Transforming and ingesting complex JSON data with Python by Attila Tóth

Transform and insert complex JSONs into a relational database - without Pandas

Description

Python is a very popular language to write data pipelines, or just process data in general. In this talk, I will show you practical solutions to common data processing challenges when working with complex data files in Python. I will cover some lessons about transforming and ingesting large and deeply nested JSON files into a relational database like PostgreSQL. Even better: using only Python dictionaries and a database connector library (Psycopg2).

During my work, I often need to download and ingest data from different sources. Routinely, I use Python to download the data, transform it, then insert it into a database. But sometimes I come across challenges that make me scratch my head. I’d like to explain how to efficiently organize, transform, and eventually ingest complex JSON files into a PostgreSQL (or any other) relational database. I’m going to use real-world examples and make it easy for everyone to replicate the same solutions in other projects.
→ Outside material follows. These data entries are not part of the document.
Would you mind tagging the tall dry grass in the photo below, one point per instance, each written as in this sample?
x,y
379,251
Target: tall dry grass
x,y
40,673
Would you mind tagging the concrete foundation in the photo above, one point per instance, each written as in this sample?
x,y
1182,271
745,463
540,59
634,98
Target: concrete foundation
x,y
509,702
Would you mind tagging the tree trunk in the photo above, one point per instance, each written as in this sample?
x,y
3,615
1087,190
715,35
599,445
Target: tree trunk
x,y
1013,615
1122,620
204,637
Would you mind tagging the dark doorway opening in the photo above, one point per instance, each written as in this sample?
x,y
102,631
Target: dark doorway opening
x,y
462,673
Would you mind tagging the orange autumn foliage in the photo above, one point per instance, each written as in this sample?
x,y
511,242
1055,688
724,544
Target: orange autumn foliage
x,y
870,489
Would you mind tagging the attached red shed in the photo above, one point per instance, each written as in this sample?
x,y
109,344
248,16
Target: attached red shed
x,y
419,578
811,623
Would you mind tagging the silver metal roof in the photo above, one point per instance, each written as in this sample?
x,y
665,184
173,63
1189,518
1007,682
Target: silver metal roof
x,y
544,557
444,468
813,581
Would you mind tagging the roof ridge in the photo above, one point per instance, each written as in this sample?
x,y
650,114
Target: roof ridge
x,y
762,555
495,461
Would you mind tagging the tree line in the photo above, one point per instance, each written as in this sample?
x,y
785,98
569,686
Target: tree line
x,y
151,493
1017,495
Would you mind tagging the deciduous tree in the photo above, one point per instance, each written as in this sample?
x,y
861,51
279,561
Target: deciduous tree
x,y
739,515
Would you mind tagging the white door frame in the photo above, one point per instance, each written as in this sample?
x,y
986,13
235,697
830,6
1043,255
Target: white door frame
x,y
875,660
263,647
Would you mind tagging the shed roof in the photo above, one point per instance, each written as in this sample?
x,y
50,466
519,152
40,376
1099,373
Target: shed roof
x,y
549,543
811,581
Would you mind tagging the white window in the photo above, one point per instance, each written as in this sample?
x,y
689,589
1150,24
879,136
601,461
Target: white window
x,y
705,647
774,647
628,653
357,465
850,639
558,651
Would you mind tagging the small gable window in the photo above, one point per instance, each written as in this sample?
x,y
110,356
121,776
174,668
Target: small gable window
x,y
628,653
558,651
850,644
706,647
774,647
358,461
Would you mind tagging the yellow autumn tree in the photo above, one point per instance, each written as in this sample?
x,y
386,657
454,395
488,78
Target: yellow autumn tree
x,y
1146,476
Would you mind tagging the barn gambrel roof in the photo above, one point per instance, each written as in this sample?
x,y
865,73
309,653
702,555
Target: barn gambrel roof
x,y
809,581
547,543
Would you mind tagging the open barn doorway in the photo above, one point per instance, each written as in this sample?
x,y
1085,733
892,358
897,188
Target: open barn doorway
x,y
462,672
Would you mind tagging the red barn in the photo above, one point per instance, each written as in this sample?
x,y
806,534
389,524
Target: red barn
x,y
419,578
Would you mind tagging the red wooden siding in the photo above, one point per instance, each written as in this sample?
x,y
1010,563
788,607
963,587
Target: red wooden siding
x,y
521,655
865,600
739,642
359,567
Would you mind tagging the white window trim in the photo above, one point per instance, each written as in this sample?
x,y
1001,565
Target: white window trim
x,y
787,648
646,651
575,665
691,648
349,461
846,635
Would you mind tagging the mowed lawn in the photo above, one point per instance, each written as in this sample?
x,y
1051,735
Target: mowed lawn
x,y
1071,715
In this talk, I will show you practical solutions to common data processing challenges when working with complex data files in Python. I will cover some lessons about transforming and ingesting large and deeply nested JSON files into a relational database like PostgreSQL. Even better: using only Python dictionaries and a database connector library (Psycopg2).

Making sense of complex JSON files can be difficult, especially if you are dealing with loosely structured data or data that you don’t know much about. In this session, you will see a blueprint for downloading, transforming, and (batch) ingesting data from an API with Python. You will see how to tackle some of the challenges of working with deeply nested data structures, a difficult database schema with lots of foreign keys, all the while trying not to rely on large external dependencies like Pandas.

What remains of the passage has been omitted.